Neuf pilotes sont devenus inaptes à voler ou sont morts.

80% des incidents sont survenus lors du décollage ou de l’atterrissage et 87% étaient liés à des résultats d’entretien positifs de fuite d’huile.

Comment les chercheurs ont-ils interprété les résultats?

Les auteurs ont conclu que [traduction] «les réserves d’air contaminées par l’huile moteur [chauffée] pyrolysée et d’autres fluides d’aéronef peuvent raisonnablement être associées à des symptômes, des constatations et des diagnostics aigus et chroniques, établissant ainsi un lien de causalité».

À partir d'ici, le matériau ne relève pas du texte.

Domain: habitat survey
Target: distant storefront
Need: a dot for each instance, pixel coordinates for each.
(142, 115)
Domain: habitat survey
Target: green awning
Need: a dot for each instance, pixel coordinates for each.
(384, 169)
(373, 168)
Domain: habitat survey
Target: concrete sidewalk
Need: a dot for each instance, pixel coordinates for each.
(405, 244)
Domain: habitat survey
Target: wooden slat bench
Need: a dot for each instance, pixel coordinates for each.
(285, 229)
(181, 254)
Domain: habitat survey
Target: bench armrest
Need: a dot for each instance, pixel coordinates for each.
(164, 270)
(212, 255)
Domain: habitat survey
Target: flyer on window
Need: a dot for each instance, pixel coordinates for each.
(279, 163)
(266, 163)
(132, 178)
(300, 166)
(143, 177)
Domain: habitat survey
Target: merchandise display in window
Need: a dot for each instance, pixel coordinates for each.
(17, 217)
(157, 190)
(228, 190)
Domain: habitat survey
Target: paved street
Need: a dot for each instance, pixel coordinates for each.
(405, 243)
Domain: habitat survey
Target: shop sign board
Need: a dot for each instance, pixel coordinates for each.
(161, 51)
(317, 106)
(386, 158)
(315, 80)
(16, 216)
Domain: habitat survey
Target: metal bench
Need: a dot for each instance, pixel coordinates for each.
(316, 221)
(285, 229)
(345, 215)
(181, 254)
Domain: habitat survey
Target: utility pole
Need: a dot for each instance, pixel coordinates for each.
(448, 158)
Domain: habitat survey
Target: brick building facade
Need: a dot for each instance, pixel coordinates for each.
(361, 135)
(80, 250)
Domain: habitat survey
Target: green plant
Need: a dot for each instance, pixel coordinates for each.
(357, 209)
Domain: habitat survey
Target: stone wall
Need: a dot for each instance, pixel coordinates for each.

Ils ajoutent qu ‘ »il existe un besoin évident d’un protocole médical clairement reconnu internationalement reconnu, d’une reconnaissance du syndrome professionnel et de la maladie et d’une collecte de données sur la santé et l’environnement ».

Conclusion

Ces résultats indiquent qu’en de rares occasions, les pilotes n’ont pas pu fonctionner comme d’habitude en raison de la mauvaise qualité de l’air dans la cabine. De plus, une mauvaise qualité de l’air a été liée à des problèmes de santé à long terme.

Cependant, certaines limites de l’étude doivent être prises en compte:

Les auteurs affirment qu’ils ont démontré une relation de cause à effet basée sur certains critères. Mais à l’exception des rapports d’enquête sur l’accident de toxicité aiguë dans l’air dans la deuxième étude, ces types d’études ne peuvent pas prouver la causalité. Bien qu’il soit probable que l’exposition à des produits chimiques soit toxique, cette étude n’a pas établi de lien entre de nombreux symptômes et des échantillons d’air à bord. Il y a toujours une possibilité que les symptômes aigus vécus par les pilotes et l’équipage aient été provoqués par d’autres choses, pas seulement par l’air contaminé. En ce qui concerne les effets chroniques potentiels, il est encore plus difficile d’éliminer d’autres facteurs qui ont pu jouer un rôle.

Les données de l’enquête pilote étaient autodéclarées, ce qui pourrait être biaisé, car les gens pourraient ne pas se souvenir correctement ou exagérer les résultats pour la santé. Il y avait également un risque élevé de biais de sélection, car seule une petite proportion des pilotes invités à participer était d’accord. Il est probable que ceux qui n’y ont pas participé n’ont pas eu de problèmes de santé évidents.

Les données provenant des études de cas proviennent de sources multiples qui pourraient ne pas avoir des façons cohérentes de rapporter des choses, donc les analyser en tant que groupe pourrait conduire à des inexactitudes.

Nous ne savons pas si la fréquence d’exposition influe sur les effets sur la santé (si les symptômes s’aggravent, le personnel est de plus en plus exposé à l’air contaminé). Cela pourrait avoir des conséquences pour les voyageurs fréquents, il est donc important de le savoir.